On termine ce débat avec le chiffrement des données personnelles par les fabricants de technologie. La question est épineuse à l’heure de l’intensification de la lutte anti-terroriste et de l’état d’urgence. La CNIL (Commission nationale de l’informatique et des libertés) s’est prononcée en faveur du chiffrement des données en invoquant le motif de la protection des libertés individuelles. « Aux États-Unis, Apple a refusé de débloquer des données d’un téléphone pour une enquête du FBI, mais ils ont tout de même trouvé quelqu’un pour le cracker », rappelle Xavier Bigot. Pour Philippe Milani, « on vit dans un monde où toutes les infos sont tracées, donc cet avis de la CNIL, c’est encore une règle pour se faire plaisir ». « Moi qui ne suis pas terroriste, ça ne me gêne pas si on rentre dans mes infos personnelles », s’amuse Michel Aguilar, qui nuance tout de même sa pensée : « je voudrais savoir dans quelles conditions ce serait possible ». Xavier Bigot soulève quand ce contexte « d’état d’urgence, ils font ce qu’ils veulent, on a juste la liberté de dénoncer qu’on a perdu toute liberté ». À méditer…

 

 

Mini bios

 

Xavier Bigot : Militant Europe Écologie Les Verts, Xavier Bigot est par ailleurs porte-parole du collectif Casa Nova Toulouse métropole, qui se définit comme un « groupe de réflexion et d’actions de citoyens et citoyennes de gauche autour de la métropole toulousaine ». À côté de son activité militante, il est collaborateur du groupe Nouveau Monde en commun de la région LRMP.
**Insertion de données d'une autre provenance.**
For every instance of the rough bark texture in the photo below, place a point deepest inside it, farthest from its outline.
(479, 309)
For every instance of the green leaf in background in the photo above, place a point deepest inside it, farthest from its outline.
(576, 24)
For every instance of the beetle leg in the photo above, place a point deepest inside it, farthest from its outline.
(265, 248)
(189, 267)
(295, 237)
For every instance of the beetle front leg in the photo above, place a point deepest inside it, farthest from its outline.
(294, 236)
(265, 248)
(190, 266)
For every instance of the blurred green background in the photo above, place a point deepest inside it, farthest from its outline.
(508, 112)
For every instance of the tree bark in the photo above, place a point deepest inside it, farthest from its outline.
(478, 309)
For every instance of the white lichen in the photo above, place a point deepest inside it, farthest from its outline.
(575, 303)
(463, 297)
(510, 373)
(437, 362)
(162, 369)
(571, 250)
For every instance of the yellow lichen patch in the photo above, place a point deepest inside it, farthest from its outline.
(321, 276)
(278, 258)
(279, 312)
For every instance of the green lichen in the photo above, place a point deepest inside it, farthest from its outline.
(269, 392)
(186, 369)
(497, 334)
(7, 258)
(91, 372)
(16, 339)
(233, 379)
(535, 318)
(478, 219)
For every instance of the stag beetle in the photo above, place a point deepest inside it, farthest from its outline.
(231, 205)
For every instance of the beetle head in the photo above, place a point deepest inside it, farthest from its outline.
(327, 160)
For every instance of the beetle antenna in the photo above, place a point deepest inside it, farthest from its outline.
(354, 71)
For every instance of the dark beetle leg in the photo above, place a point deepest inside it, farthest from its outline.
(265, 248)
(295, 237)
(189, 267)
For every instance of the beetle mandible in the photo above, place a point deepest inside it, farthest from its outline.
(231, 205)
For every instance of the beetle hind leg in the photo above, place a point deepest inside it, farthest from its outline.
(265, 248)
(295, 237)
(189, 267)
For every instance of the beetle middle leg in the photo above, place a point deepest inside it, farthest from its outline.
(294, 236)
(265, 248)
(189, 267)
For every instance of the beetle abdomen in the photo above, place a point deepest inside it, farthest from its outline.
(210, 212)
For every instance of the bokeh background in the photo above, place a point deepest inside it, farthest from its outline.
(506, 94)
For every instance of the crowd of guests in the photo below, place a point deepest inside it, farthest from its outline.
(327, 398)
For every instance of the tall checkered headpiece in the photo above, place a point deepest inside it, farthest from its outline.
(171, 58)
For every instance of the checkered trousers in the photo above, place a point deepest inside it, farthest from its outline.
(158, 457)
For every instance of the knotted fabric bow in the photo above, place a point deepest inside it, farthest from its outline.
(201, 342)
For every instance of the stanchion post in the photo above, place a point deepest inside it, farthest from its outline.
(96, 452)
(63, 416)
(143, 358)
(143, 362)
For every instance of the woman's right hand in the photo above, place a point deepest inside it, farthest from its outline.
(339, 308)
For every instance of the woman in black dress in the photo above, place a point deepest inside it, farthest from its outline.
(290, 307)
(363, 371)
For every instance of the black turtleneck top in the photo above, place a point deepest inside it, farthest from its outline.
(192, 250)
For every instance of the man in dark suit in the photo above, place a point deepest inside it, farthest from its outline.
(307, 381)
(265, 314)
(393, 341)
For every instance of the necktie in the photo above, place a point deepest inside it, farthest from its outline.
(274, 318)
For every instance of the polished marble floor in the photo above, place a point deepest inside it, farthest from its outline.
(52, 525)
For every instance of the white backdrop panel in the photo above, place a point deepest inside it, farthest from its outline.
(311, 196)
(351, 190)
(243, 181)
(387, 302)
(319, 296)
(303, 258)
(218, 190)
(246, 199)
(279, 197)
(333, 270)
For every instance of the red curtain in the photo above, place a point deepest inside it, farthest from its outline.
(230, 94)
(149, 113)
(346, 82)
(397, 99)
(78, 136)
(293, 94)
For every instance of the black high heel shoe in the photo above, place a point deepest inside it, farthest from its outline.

Philippe Milani : Après un parcours bancaire dans plusieurs établissements en France, Philippe Milani a décidé de créer sa société de courtage immobilier et de gestion de patrimoine Karma Finance. En moins de deux ans, l’entreprise basée à Toulouse a ouvert deux autres bureaux, à Lyon et Mont-de-Marsan.

Michel Aguilar : Ingénieur aéronautique, Michel Aguilar a travaillé pour la Direction générale de l’armement et pour le ministère de l’Industrie, notamment. Il développe depuis une quinzaine d’années le véhicule du futur ‘‘Xpolair’’, communément appelé voiture volante.  « Il s’agit d’un aéronef à décollage vertical, financé en partie par la DGA, dont le concept est aujourd’hui validé », précise-t-il.